In our study the iterative algorithm of Albers turns out not to work well for non-deterministic sales response functions with additive disturbances. Disturbances that directly affect sales cause elasticities and new allocation values to fluctuate. In addition to moving allocations far away from the optimal solution, these fluctuations sometimes even lead to negative slopes and hence negative elasticities.

To overcome these problems we develop a modified exploration–exploitation algorithm. In the exploration stage we use a modification of the iterative algorithm (Albers 1997). In the exploitation stage, we start with an approximation to the unknown sales response functions for each unit using a data set generated in the exploration stage. We use these approximations as inputs of a quadratic programming problem whose solution provides new allocations to the units. These new allocations and sales due to these allocations are added to the data. Based on the data set enlarged this way, approximations of sales response functions are updated, for which new allocations are determined by quadratic programming and so on for several iterations (i.e., periods). In each iteration the data are extended by allocations determined by an approximate optimal program and their corresponding sales. Therefore, the fit of the approximate response functions in a neighborhood close to the optimal solution gets more important.

4.1 Exploration

For exploration we modify the iterative algorithm of Albers (1997). Estimated elasticities are heavily influenced by the additive disturbances and often are even negative. That is why as first modification we project each elasticity value into the interval [0.01, 0.50], i.e., if the calculated value is above 0.50 it is set to 0.50 and to 0.01 if it is below 0.01. This value range conforms to the results of meta-analyses of advertising elasticities (Assmus et al. 1984; Sethuraman et al. 2011). Again, in an actual application a practitioner may choose any interval reasonable based on his expectations of the limits of the elasticity.

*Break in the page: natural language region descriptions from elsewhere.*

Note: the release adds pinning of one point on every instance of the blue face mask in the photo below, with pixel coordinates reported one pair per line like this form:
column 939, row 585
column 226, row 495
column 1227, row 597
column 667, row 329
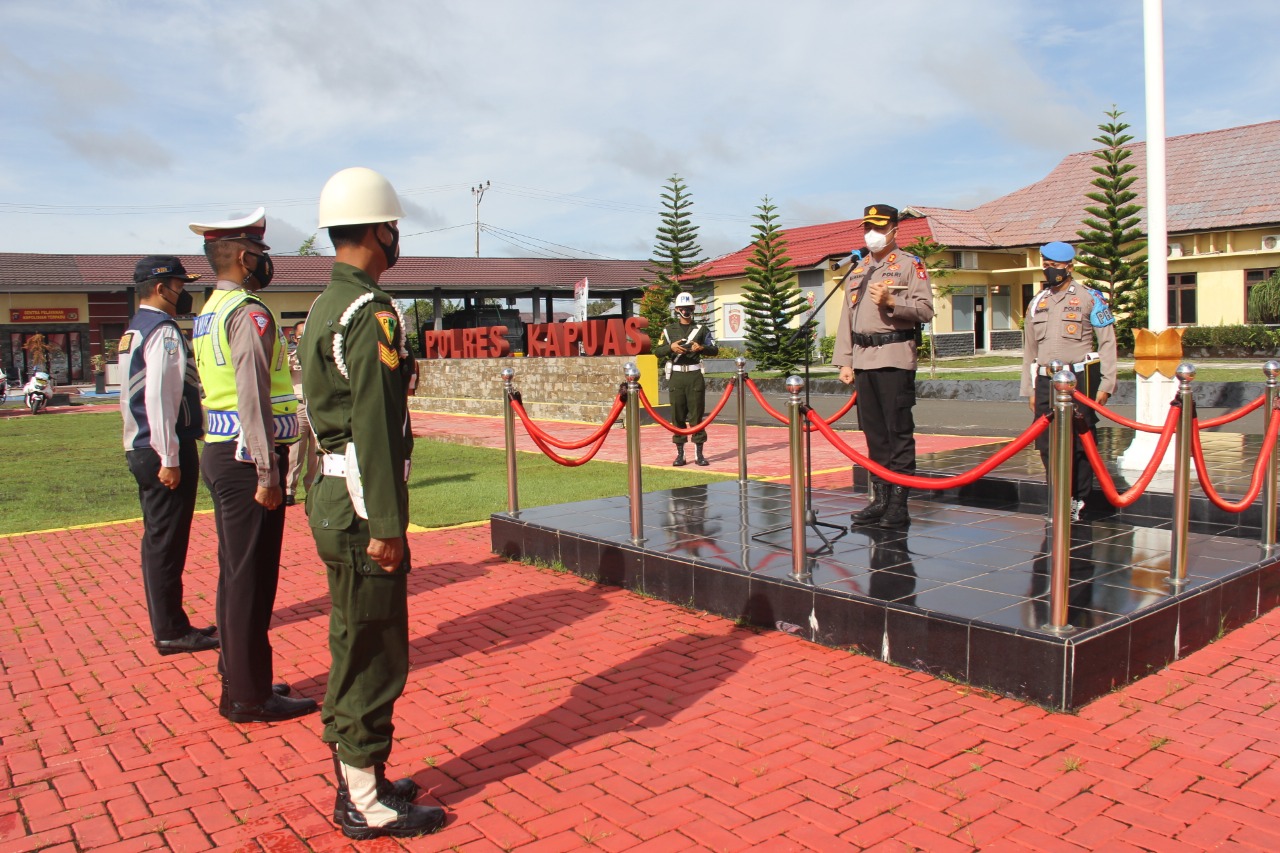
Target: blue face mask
column 1054, row 276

As second modification we add first order exponential smoothing in the following manner:

$$\begin{aligned} \tilde{\varepsilon }_t:= (1-\beta ) \tilde{\varepsilon }_{t-1} + \beta \hat{\varepsilon }_t \end{aligned}$$
(13)

with \(\beta \in [0,1]\). We use \(\beta :=0.85\) based on a Monte Carlo simulation with \(\beta \) as a regressor with discrete values between 0.05 and 1. However, other values can be used, based on how much influence of the previous period is desired. \(\tilde{\varepsilon }_t\) is the smoothed elasticity and \(\hat{\varepsilon }_t\) the estimated elasticity in period t.

Exponential smoothing reduces the fluctuation of elasticities while still emphasizing more recent data points, which as a rule are nearer to the optimum. Exponential smoothing also serves to move elasticities away from the boundary values of 0.01 and 0.50.

Example 6

Returning to the initial Example 1, we might deduce that unit 1 yields higher sales than the other two, and suggest a second allocation of (4, 1, 1), which then (in the deterministic case) gives an objective value of

$$\begin{aligned} f_1(4)+f_2(1)+f_3(1)=5\root 3 \of {4}+ 3\root 8 \of {1}+ 3\root 8 \of {1} \approx 8+3+3=14. \end{aligned}$$

As the functional form is invisible to the allocation methods, we now need to estimate the elasticities, using the formula

$$\begin{aligned} \hat{\varepsilon _i} :=\frac{\varDelta f_i}{\varDelta x_i}\frac{x^{\prime}_i}{f^{\prime}_i} \end{aligned}$$

where \(f^{\prime}_i\) and \(x^{\prime}_i\) denote the values in the second period of unit i. We obtain

$$\begin{aligned} \hat{\varepsilon _1}=\frac{7.94-6.3}{ 4-2}\frac{4}{7.94} \approx 0.41, \quad \hat{\varepsilon _2}=\hat{\varepsilon _3} \approx 0.09 \end{aligned}$$

which is close enough to the actual elasticities of \(\varepsilon _1=1/3, \varepsilon _2=\varepsilon _3=0.125\).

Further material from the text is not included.